University of California, Santa Barbara, US
Design of CMOS Annealing Processor for Solving Combinatorial Optimization Problems
Bongjin Kim received his PhD degree from the University of Minnesota in 2014. After his PhD, he worked on design techniques and methodologies for communication circuits and microarchitectures at Rambus and Stanford University as a senior staff and a postdoctoral research fellow. After working as an assistant professor at Nanyang Technological University in Singapore for three years (from 2017 to 2020), he joined the Department of Electrical and Computer Engineering at UC Santa Barbara. His research team develops innovative integrated circuits and system solutions using traditional CMOS logic and emerging technologies to solve challenging problems in fundamental science and accelerate computations and communications. Target applications include, but not limited to, artificial intelligence, machine learning, robotics, and alternative computing. He received the Doctoral Dissertation Fellowship Award at the University of Minnesota and the ISLPED International Low Power Design Contest Award. His research works have been published in peer-reviewed conferences and journals, including the International Solid-State Circuits Conference (ISSCC), VLSI Symposium, Custom Integrated Circuits Conference (CICC), and Journal of Solid-State Circuits (JSSC). He has served on the technical program committee for Design Automation Conference (DAC) and the IEEE Solid-State Circuits Letter (SSC-L) editorial review board.

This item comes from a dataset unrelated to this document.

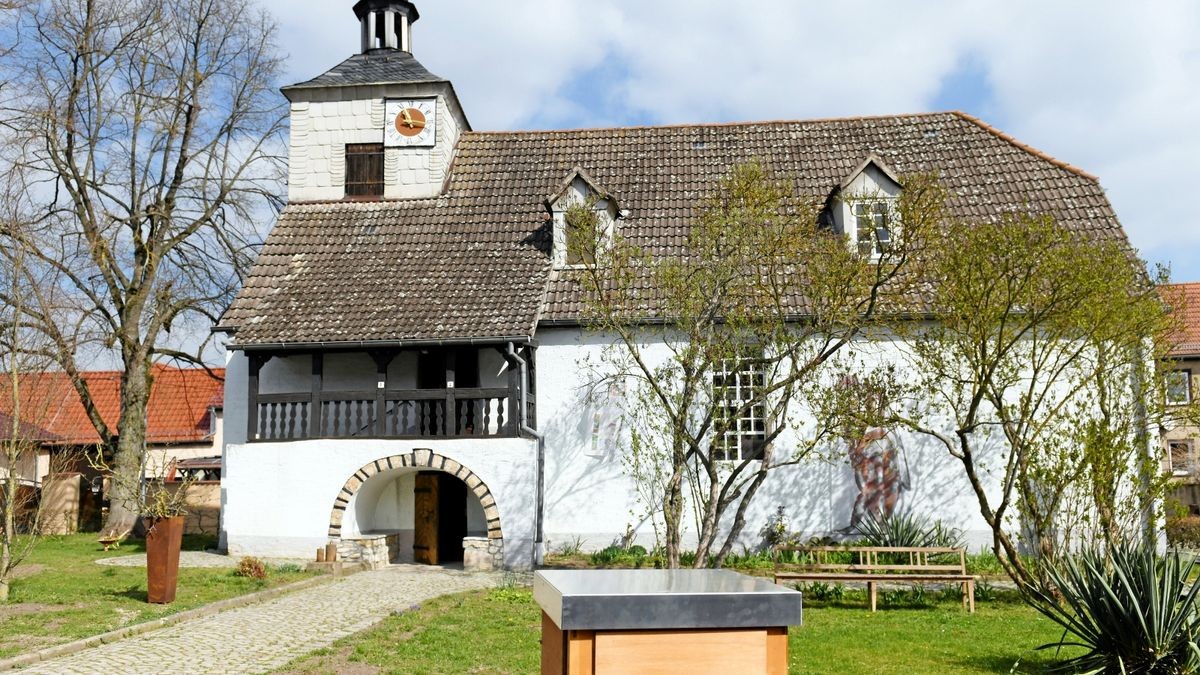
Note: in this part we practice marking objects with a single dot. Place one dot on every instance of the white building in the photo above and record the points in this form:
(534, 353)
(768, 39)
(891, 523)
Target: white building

Annealing processors based on the convergence property of the Ising model offer an attractive means for solving non-deterministic polynomial-time hard (NP-hard) combinatorial optimization problems. Quantum annealing processors exploiting quantum tunneling effect implemented >1K spins using 100K+ Josephson junctions. However, the practical application of quantum annealers is limited due to the extreme operating conditions (e.g., extremely low operating temperature, 15mK) and the associated huge power consumption (e.g., 25kW) as well as high development and operation cost. Alternatively, low-power annealing processors based on simulated annealing have been developed using low-cost CMOS process. This tutorial introduces fundamentals and recent progresses in the design of CMOS annealing processors.